Besides finding out what data manipulations people are willing to use, I am also developing new knowledge about detecting and correcting material vibration modes. This is just part and parcel of my business and a logical consequence of holding a Ph.D. There is this strange idea that going through the process of achieving the Ph.D. prepares you to increase our knowledge base.
Lastly, as indicated in my posts to this thread I have been working on metal diaphragms. Since my last post here, that work has continued. I can control the major vibration modes evident in the W4-657SB. I have not looked at the SC version yet, but I am confident that I can control the problems of this newer version as well.
Because of an email inquiry, I do plan to make available the test results of the work on the SB and any future work on the SC. I will not be releasing detailed information on how to change the cone. Since some have found my release of detailed instructions "inspiring" for their own commercial activities, I am reluctant to ever do so again. Besides, just knowing that something can be done is all the inspiration a competent designer should need.
Mark
Golly, it's been a long time since this thread was touched.
I think if I ever had a question about specific data, I would ask directly. I know that lots of people do many tests, and what goes to advertisements usually is only one specific condition. Sometimes I ask questions and don't get answers. In my experience 80% of the time they don't have the answers. I try not to directly accuse people of faking data, but rather push to the point when they won't be able to explain themselves. Most stop responding because, for example, if I ask for phase data, then they know that I can cross check the response. If I ask about how smoothing is done, and ask for unsmoothed data, they know that their previous data will not stand cross reference.

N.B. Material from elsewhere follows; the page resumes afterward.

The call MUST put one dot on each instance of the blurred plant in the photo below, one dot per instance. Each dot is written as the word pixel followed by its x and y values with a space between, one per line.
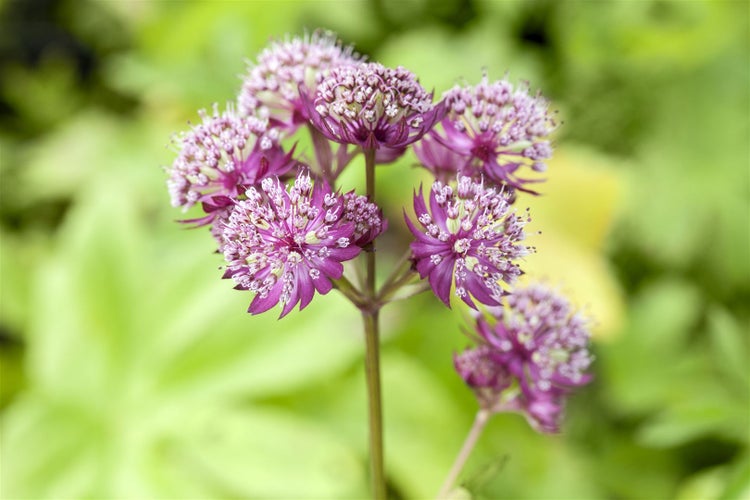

Right now I teach my children that PHD is one way of having a higher starting salary, what they really learn has no relation with whether they have such high education or not. Many people, including myself can go to doctors when we feel bad, but get told we are perfectly healthy by measureable standards. Sound famliar? Well, unfortunately, ever since my university studies, whenever I ask about association of particular equations or methods with physical phenomena, I either get blank looks, or upset looks.
We have asked universities to do certain very specific studies, when I look at the reports, most do not relate with reality at all, and these BSes, and PHDs are just fighting to save face. Very few come up with realistic results.
Regarding treatement of cones, I think even if I post pictures of my work, lots need to be replicated accurately to obtain the same results. Like some work I've done in the ENABL thread using the JX92S driver. That actually inspired much more thought than just application of the pattern itself. I hope to get hands on tools to do some structural modes analysis soon. The real critical issue is having performance repeatability in producing these. High frequencies in small metal cones such as 3" ones are really hard to deal with; high frequency in larger cones such as 4"~5" cones are much easier; 6.5" metal drivers are a hell to deal with.
I think if I ever had a question about specific data, I would ask directly. I know that lots of people do many tests, and what goes to advertisements usually is only one specific condition. Sometimes I ask questions and don't get answers. In my experience 80% of the time they don't have the answers. I try not to directly accuse people of faking data, but rather push to the point when they won't be able to explain themselves. Most stop responding because, for example, if I ask for phase data, then they know that I can cross check the response. If I ask about how smoothing is done, and ask for unsmoothed data, they know that their previous data will not stand cross reference.
Right now I teach my children that PHD is one way of having a higher starting salary, what they really learn has no relation with whether they have such high education or not. Many people, including myself can go to doctors when we feel bad, but get told we are perfectly healthy by measureable standards. Sound famliar? Well, unfortunately, ever since my university studies, whenever I ask about association of particular equations or methods with physical phenomena, I either get blank looks, or upset looks.
We have asked universities to do certain very specific studies, when I look at the reports, most do not relate with reality at all, and these BSes, and PHDs are just fighting to save face. Very few come up with realistic results.
Regarding treatement of cones, I think even if I post pictures of my work, lots need to be replicated accurately to obtain the same results. Like some work I've done in the ENABL thread using the JX92S driver. That actually inspired much more thought than just application of the pattern itself. I hope to get hands on tools to do some structural modes analysis soon. The real critical issue is having performance repeatability in producing these. High frequencies in small metal cones such as 3" ones are really hard to deal with; high frequency in larger cones such as 4"~5" cones are much easier; 6.5" metal drivers are a hell to deal with.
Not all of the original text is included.